Człowiek podejrzany o zabójstwo Changoszwilego został aresztowany przez policję w chwili, gdy próbował pozbyć się broni, z której zastrzelono Czeczena. Człowiek ten odmówił współpracy ze służbami. Ustalono, że podejrzany o zabójstwo przedostał się do Niemiec, używając rosyjskiego paszportu wydanego na nazwisko Vadim Sokołow. Eksperci zakwestionowali autentyczność dokumentu. W trakcie dochodzenia ustalono, że zabójcą jest Vadim Krasikow - człowiek, którego w 2013 roku ścigano za zabójstwo rosyjskiego biznesmena. Wiadomo, że przyleciał on z Moskwy do Paryża, posługując się wizą pracowniczą, z której wynikało, że Vadim Sokołow pracuje jako inżynier budowlany w firmie ZAO RUST z Petersburga. Badania przeprowadzone przez niemieckich prokuratorów wykazały jednak, że firma ta zatrudniała tylko jednego pracownika, a numer faksu łączył firmę z ministerstwem obrony Federacji Rosyjskiej - relacjonuje "The Guardian"

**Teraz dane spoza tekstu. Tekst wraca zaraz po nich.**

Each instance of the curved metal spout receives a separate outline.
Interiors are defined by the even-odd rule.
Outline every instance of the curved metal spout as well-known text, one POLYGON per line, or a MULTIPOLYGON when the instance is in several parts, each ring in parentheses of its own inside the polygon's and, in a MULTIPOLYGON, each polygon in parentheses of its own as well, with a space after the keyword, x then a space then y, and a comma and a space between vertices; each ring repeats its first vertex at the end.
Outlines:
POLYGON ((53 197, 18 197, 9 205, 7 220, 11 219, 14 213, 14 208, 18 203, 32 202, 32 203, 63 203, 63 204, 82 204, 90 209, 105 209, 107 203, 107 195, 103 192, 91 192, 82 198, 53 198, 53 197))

Rosja "podejmie działania" w odpowiedzi na decyzję Niemiec

Niemiecki prokurator federalny oświadczył, że nic nie wskazuje na to, że zabójstwo Zelimchana Changoszwilego zostało zlecone przez podmiot niepaństwowy. W czasie dochodzenia nie znaleziono też motywu osobistego ani związków tej sprawy z terroryzmem lub przestępczością zorganizowaną. W związku z tymi ustaleniami, Niemcy uznały dwóch rosyjskich urzędników za osoby niepożądane i wydaliły ich. Rząd niemiecki zastrzegł sobie prawo do podjęcia nowych środków, jeśli Moskwa nie będzie współpracować w dochodzeniu w sprawie zabójstwa obywatela Gruzji w Berlinie - informuje rosyjska agencja TASS. Rosyjskie Ministerstwo Spraw Zagranicznych zapowiedziało z kolei, że "Rosja podejmie działania w odpowiedzi na wydalenie z Niemiec jej dyplomatów", a zachowanie strony niemieckiej uznało za "bezpodstawne i nieprzyjazne".